Mary Elizabeth Williams: Gimme Shelter

Mary Elizabeth Williams: Gimme Shelter

 

For those who don’t know one of the 3.1 million people who were foreclosed on in the U.S. last year, the face of the subprime lending crisis may be limited to an incoherent interview on the news, or even just a dot on a rapidly filling map online. But before they were buyers, they were happy homeowners, many of them for the first time. Salon.com writer Mary Elizabeth Williams describes their roller coaster in sometimes excruciating detail in her first book, Gimme Shelter.

A longtime resident of San Francisco, Williams became even more fiercely attached to New York after September 11, even as some of her friends scattered across the country. But her fantasies of owning an apartment when she found out she was pregnant with her second daughter soon turned into nightmares of unstaged homes and well-shod fellow bidders with seemingly limitless incomes. Once dreaming of buying a multi-family house with rental potential in her diverse Brooklyn neighborhood, Williams and her husband are forced to stretch their budget again and again, enduring the scorn of friends who were able to buy before the boom and the flight of others who have given up on the New York City real-estate dream.

In spite of Williams’ occasional interviews with friends and acquaintances buying property outside the tri-state area, Gimme Shelter is a largely (some might say exquisitely) myopic book, whose fussy differentiation among neighborhoods has the potential to bore non-New Yorkers. Those friends and acquaintances are often the objects of envy for Williams and her husband, although she seems all too ready to report on their misfortunes in an epilogue about the bursting of the housing bubble. Passages which purport to explain no-docs or ARMs in a few pages without any examples of home-buyers who used them aren’t just ineffectual; sometimes it seems like Williams resents that her family didn’t take up the more sketchily defined financing offers which were offered to them throughout their journey, even though she knows how well they worked out for buyers who accepted that help.

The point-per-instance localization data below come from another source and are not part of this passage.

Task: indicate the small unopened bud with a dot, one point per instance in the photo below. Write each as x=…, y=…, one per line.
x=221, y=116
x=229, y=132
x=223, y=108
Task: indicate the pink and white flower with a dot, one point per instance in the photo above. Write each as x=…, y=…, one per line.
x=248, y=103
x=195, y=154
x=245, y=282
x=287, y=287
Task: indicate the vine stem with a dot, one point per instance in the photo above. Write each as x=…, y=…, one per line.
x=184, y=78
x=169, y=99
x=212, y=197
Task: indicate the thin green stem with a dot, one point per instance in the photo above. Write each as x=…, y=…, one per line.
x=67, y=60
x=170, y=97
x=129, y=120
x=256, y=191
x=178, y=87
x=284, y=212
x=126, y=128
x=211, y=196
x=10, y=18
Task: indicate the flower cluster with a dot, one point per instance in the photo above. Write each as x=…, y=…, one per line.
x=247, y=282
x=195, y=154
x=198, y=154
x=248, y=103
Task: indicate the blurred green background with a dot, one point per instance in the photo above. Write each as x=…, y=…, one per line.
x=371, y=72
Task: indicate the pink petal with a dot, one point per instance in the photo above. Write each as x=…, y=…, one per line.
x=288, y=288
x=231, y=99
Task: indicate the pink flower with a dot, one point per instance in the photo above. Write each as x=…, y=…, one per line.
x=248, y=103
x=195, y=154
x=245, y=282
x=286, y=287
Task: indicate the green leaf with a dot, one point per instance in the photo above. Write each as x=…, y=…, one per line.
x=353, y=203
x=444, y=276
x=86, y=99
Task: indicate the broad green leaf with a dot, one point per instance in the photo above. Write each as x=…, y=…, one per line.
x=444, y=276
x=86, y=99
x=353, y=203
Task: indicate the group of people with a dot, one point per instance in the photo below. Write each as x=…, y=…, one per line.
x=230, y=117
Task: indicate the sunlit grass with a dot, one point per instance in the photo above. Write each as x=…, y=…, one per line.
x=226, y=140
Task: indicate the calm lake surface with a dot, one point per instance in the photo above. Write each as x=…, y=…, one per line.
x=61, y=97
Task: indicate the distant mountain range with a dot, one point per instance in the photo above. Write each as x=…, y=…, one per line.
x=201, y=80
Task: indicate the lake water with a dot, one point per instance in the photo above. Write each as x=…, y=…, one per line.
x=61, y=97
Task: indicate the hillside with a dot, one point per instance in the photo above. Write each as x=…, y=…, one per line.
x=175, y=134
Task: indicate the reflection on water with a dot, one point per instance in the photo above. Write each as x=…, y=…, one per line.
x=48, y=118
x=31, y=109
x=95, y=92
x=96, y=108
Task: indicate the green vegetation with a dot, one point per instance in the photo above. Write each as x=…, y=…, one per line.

Still, Williams’ unabashed exploration of “house lust” as it infected her for nearly three years, a fever consuming job changes and family arguments in its wake, may provide some other generation with an emotional road map to the subprime mortgage mess. The drive to own is made up of more than legislation and a dishonest selling job; the prickly feeling Williams describes when seeing other people’s happy homes can be a powerful engine.